Could someone help me find the fallacy of my argument :
Let V be the universe of all sets, let M be a countable transitive model of ZFC and let $M[G]$ be a generic extension. Let $\alpha, \beta \in M$ be ordinals. Since $M\models ZFC$ and $M$ is transitive, $$\alpha, \beta \in M \; \Rightarrow \; \alpha \times \beta \in M \; \Rightarrow \; Pot(\alpha \times \beta)\in M \; \Rightarrow \; Pot(\alpha \times \beta) \subseteq M,$$ (where $Pot(\alpha \times \beta)$ is the powerset of $\alpha \times \beta$), in particular every function $\alpha \to \beta$ that exists in $V$ is an element of $M$. So every function $\alpha \to \beta$ in $M[G]$ must also exist in $M$. In particular, $|\beta|^M = |\beta|^{M[G]}$, what contradicts the idea of collapsing cardinals.
You're missing the key point here. The power set operation is relative to $M$.
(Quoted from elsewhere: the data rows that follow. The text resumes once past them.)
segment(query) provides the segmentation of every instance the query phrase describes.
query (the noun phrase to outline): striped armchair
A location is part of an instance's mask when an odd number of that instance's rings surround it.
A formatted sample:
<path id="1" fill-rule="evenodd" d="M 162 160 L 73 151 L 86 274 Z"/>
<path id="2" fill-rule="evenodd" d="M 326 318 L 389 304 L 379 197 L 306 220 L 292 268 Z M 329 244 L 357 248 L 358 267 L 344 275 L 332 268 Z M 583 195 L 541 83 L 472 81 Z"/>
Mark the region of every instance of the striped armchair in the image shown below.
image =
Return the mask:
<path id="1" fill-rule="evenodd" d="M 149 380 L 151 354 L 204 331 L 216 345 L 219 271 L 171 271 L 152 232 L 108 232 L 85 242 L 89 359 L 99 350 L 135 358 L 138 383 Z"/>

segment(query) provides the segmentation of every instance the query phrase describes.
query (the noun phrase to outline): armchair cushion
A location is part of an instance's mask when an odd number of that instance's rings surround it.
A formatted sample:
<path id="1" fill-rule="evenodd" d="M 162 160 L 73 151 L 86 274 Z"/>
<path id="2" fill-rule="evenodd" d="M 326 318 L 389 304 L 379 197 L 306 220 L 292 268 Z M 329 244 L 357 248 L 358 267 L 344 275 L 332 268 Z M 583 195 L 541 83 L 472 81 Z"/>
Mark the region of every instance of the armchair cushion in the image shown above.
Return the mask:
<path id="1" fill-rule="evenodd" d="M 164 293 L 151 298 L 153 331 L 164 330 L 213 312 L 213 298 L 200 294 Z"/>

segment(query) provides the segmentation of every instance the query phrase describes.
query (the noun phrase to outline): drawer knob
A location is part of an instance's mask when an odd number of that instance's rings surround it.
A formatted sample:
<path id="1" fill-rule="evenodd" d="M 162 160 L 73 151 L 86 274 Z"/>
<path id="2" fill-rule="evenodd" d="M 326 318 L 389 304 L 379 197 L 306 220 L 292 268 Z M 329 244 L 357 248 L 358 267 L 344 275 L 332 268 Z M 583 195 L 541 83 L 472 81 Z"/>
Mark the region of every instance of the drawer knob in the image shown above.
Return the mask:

Indeed, $M$ is a countable model, so it does not contain all the power set of $\omega$, let alone any other infinite ordinal, since those are uncountable. Instead it only contains a fragment of this power set. But from the point of view of $M$, the important thing is that there is a set which collects all of the subsets of $\omega$, or $\alpha\times\beta$, known to $M$.
Since $M$ is countable, this "so-called power set" is also countable, which leaves us room to find new functions which are generic over $M$.